TypeMachines – A workshop at écal Lausanne

Published by Tim on Saturday May 16, 2020

Last modified on April 5th, 2024 at 18:24

Actually I was supposed to travel to Lausanne in May 2020 to hold my five-day workshop at the écal. I’ve been enormously interested in the renowned design and art school for many years. It somehow manages to constantly produce highly innovative, technologically demanding projects. Probably that’s because the students there are introduced to code-based technologies at an early point in their studies. But just teaching tech does not solve the problem of motivation, inspiration and innovation. However, the teachers there seem to spread a strong spirit of curiosity.

The request for a workshop there was a great pleasure for me. Due to the Corona crisis, however, we had to have everything done remotely, which surprisingly worked out very well.

Workshop Showcase

Restrictions versus creative freedom

During the five days all participants worked intensively on an individual project. Everything was allowed in terms of content, but i have defined a few formal parameters:

  1. Work with Processing
  2. Use two predefined colors
  3. Use two predefined font files
  4. Export videos in HD resolution

In my experience, working with formal restrictions has two essential advantages: Firstly, it focuses creativity on a certain point and strengthens it enormously. In this workshop, the aim was to find an individual, personal theme and then to work it out visually. Since the decisions for font, format and color had already been made, the students didn’t have to deal with it anymore. On the other hand, such an approach gives the results a clear visual language so that they fit together in the series.

Processing

I believe Processing is the most accessible and easiest programming language for creative people. The software is very well documented, the forum provides a comprehensive answer for almost every question and there are tutorials for almost every use case. This helps enormously when conducting such a workshop, because for technical questions a link to an explanatory video or the right place in the extensive reference is usually sufficient.

Access to my eLearning area allowed the students to view my tutorials if they had questions.

Besides the large variety of resources, the principles of Processing are universally valid and applicable beyond syntax to almost any other code-based technology.

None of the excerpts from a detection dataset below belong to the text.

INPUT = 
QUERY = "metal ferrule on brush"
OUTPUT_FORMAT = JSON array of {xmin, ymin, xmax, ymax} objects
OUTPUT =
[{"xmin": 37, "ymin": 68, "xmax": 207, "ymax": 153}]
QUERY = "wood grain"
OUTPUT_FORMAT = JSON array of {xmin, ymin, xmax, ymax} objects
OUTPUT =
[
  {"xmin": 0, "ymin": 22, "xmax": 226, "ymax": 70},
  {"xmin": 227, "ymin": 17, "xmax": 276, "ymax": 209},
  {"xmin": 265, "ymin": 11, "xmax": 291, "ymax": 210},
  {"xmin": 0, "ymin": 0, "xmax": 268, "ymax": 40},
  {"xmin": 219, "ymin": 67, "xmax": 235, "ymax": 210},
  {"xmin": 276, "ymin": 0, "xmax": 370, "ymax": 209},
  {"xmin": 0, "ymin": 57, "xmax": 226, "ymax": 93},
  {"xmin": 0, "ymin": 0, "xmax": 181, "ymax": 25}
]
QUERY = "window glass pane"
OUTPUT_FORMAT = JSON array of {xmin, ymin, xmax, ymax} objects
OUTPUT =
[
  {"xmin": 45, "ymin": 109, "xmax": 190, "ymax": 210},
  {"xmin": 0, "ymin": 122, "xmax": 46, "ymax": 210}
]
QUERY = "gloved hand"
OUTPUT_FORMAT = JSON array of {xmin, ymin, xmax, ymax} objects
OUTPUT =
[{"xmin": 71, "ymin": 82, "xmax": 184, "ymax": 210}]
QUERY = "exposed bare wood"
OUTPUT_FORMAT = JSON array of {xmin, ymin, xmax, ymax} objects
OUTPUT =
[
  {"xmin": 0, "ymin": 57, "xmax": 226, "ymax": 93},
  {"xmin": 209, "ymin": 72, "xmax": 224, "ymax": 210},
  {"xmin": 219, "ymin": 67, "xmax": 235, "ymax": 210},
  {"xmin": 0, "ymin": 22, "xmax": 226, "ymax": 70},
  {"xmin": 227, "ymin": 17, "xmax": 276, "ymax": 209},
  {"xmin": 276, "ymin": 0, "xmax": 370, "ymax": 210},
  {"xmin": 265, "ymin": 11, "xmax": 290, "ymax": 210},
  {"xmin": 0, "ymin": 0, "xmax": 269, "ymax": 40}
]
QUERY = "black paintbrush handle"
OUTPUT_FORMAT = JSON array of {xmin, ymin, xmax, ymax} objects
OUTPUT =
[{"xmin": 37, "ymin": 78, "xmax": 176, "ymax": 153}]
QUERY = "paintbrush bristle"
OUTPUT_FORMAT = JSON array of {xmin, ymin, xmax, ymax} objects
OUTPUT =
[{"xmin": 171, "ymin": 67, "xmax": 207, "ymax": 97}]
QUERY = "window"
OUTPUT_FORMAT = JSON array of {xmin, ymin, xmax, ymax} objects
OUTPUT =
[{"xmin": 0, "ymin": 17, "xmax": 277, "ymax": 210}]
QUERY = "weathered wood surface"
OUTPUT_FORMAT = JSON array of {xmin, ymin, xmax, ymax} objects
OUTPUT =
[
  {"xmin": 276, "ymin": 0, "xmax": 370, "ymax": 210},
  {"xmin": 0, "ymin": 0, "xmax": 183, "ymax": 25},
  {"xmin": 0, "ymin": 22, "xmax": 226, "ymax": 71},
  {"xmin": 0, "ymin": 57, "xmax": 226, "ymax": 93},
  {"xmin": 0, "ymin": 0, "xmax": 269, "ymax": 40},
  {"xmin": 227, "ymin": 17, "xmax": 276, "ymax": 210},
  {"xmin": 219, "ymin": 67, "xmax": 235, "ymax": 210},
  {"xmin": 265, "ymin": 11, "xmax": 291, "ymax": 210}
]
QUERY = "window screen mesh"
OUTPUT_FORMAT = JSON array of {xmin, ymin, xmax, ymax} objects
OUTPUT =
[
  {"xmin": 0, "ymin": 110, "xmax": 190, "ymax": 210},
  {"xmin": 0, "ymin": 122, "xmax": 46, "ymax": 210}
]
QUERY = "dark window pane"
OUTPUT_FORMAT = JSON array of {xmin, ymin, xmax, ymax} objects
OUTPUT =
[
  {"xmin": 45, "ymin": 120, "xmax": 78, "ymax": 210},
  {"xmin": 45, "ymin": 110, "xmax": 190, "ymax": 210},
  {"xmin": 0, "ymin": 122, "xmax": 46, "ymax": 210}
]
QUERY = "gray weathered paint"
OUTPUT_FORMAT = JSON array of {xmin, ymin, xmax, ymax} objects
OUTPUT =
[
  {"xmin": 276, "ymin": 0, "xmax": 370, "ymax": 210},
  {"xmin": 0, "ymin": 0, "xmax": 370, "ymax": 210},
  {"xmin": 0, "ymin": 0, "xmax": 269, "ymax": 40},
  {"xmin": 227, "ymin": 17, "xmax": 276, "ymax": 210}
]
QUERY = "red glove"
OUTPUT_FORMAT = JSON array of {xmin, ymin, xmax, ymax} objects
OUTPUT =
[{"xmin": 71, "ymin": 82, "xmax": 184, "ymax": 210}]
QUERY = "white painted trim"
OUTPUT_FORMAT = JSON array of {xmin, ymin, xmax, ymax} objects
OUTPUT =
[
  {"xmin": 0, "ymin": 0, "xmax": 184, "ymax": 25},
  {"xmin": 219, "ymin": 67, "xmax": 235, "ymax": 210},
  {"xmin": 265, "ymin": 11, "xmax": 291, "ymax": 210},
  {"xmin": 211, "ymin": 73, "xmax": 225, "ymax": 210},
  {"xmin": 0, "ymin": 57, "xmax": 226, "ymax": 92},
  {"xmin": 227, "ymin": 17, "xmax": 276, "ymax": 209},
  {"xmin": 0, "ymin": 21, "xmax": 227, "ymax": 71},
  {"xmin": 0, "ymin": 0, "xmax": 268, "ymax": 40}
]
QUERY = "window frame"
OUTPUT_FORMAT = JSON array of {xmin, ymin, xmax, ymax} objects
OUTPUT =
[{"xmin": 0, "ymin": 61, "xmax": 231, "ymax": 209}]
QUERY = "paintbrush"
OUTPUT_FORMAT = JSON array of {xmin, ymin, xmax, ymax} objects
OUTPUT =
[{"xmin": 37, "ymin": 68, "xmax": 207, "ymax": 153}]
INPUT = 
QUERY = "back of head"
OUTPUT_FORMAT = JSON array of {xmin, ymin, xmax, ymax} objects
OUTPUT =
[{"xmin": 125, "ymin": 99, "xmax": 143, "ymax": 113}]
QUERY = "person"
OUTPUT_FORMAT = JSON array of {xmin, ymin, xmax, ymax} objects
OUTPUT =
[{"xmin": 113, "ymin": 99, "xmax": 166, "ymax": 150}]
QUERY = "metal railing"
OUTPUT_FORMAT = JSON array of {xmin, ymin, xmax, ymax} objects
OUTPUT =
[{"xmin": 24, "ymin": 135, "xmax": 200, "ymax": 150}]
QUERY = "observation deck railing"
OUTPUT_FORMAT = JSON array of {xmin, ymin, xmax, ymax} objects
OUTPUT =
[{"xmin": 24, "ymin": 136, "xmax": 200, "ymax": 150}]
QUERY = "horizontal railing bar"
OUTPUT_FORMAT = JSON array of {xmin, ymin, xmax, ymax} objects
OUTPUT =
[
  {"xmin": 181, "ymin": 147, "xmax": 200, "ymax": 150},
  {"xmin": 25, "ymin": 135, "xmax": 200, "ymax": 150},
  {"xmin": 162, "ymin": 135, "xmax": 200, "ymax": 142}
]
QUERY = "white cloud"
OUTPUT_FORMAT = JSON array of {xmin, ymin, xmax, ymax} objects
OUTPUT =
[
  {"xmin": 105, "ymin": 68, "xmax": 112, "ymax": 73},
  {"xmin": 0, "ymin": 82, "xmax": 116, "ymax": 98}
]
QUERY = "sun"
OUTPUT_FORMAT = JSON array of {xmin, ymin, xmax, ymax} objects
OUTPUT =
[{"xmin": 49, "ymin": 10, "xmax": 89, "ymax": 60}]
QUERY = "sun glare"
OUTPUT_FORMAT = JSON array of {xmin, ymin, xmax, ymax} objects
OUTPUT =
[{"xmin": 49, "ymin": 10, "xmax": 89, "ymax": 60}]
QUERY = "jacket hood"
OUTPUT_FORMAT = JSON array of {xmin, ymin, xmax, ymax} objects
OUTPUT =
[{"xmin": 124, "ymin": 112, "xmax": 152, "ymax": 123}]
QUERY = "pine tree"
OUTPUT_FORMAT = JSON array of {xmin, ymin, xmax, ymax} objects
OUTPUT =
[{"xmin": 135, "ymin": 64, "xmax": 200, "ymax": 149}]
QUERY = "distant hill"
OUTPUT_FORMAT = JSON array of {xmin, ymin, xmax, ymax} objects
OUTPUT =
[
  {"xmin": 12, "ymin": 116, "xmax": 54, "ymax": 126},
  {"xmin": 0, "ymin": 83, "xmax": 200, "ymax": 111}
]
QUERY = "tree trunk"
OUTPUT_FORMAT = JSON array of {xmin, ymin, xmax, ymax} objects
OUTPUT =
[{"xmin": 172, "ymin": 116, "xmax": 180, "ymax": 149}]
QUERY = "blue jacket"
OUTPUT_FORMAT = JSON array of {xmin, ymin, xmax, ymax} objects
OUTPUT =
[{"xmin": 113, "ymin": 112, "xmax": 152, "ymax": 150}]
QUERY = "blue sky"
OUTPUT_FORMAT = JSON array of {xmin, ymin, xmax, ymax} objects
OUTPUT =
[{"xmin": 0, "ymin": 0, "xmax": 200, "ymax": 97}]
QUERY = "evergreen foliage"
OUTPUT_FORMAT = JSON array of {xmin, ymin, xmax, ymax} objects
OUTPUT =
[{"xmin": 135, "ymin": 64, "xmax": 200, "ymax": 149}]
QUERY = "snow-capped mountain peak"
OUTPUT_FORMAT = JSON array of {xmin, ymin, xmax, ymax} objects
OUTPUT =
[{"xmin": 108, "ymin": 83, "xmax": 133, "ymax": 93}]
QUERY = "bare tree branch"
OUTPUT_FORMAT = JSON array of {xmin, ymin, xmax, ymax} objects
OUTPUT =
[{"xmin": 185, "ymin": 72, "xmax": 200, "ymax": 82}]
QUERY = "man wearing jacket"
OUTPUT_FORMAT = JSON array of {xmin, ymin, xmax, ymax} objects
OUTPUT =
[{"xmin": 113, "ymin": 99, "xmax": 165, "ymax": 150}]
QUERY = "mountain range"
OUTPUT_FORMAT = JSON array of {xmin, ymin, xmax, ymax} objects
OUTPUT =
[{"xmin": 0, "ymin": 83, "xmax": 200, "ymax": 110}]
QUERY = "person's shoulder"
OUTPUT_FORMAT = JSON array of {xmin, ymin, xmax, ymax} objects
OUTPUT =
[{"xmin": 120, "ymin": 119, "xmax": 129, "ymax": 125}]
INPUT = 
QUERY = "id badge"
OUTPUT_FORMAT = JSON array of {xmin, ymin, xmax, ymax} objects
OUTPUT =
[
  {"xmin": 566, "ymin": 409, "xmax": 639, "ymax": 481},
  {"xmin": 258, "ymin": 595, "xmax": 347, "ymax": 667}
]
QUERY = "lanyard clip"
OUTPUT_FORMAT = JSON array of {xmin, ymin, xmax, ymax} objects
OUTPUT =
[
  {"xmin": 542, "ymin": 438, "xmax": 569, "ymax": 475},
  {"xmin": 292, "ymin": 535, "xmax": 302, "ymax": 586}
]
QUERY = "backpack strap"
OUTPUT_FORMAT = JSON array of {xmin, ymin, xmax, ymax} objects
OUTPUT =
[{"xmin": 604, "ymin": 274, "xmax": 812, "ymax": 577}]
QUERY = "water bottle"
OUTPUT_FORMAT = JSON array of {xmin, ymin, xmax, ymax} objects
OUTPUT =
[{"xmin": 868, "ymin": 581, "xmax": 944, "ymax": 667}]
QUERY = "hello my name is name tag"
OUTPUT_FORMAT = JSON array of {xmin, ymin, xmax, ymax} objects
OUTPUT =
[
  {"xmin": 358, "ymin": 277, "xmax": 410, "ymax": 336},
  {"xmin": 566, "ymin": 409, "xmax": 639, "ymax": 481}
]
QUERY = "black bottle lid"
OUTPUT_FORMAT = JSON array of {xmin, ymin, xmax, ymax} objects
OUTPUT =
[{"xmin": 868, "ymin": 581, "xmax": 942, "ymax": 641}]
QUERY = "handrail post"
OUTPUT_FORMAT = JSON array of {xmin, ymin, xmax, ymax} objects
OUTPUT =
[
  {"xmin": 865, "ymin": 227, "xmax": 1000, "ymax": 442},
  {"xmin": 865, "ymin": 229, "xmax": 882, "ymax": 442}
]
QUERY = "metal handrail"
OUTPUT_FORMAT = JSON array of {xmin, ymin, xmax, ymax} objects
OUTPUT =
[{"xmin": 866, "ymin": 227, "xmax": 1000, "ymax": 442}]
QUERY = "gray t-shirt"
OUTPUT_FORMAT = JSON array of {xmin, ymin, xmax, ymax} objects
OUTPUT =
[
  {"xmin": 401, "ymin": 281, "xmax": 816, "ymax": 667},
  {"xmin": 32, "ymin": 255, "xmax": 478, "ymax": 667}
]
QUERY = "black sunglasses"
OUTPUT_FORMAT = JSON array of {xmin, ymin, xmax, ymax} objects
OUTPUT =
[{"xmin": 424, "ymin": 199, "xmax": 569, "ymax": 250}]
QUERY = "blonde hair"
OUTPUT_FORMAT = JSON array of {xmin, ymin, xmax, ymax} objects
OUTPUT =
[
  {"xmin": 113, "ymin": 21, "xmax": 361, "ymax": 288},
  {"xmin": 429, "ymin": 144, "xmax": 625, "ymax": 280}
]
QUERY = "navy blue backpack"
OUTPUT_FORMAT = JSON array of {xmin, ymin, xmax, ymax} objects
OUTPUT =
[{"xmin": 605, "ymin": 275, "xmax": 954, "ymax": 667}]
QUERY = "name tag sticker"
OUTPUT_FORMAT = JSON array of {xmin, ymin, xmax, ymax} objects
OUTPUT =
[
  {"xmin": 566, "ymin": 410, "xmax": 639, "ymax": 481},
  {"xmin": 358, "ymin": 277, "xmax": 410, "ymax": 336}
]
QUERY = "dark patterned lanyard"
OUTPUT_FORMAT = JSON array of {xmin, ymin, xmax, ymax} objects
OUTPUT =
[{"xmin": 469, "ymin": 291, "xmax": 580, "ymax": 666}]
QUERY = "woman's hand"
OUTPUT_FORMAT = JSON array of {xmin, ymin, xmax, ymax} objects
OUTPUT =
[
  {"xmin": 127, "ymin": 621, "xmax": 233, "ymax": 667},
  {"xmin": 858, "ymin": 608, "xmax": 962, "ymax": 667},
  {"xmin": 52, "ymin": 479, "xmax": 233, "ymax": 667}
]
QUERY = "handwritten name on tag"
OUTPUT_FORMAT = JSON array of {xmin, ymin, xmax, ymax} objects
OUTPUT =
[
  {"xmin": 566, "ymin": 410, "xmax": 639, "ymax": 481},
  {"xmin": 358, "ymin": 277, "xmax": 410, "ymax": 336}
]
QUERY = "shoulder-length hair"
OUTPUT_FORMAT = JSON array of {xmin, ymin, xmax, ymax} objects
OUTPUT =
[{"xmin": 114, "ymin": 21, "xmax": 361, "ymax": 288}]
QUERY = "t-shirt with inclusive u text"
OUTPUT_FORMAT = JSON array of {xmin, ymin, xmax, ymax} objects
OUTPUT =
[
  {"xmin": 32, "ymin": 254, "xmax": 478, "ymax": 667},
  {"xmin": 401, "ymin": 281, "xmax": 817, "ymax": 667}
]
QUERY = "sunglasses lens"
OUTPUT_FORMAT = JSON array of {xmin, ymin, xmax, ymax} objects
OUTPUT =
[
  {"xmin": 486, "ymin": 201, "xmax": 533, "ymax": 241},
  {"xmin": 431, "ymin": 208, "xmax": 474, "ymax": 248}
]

As always I tested the concept of the workshop intensely with my own experiments. Mostly I start to make notes and scribbles with pen and paper. Above you can see text fragments that came up for the animations.

Remote Communication

The corona crisis and the restrictions it brought with it made an on-site workshop at the écal impossible. But even though this “new” type of digital communication felt very unfamiliar, the whole thing worked surprisingly well and was very efficient. All exchange took place completely via Slack and the whereby.com-rooms of the écal.

A quote by John Maeda, found in his book “How to speak Machine”

Thanks

Many thanks to Mika, Nora, Rayanne, Malik, Ignacio, Valerio, Basil, Valentine, Dorian and Sebastien. All of you did a great job!

And of course many thanks to Pietro Alberti for his great assistance throughout the workshop, Patrik for giving an insightful talk on Generative Design during this week and to Pauline Saglio for the invitation to écal.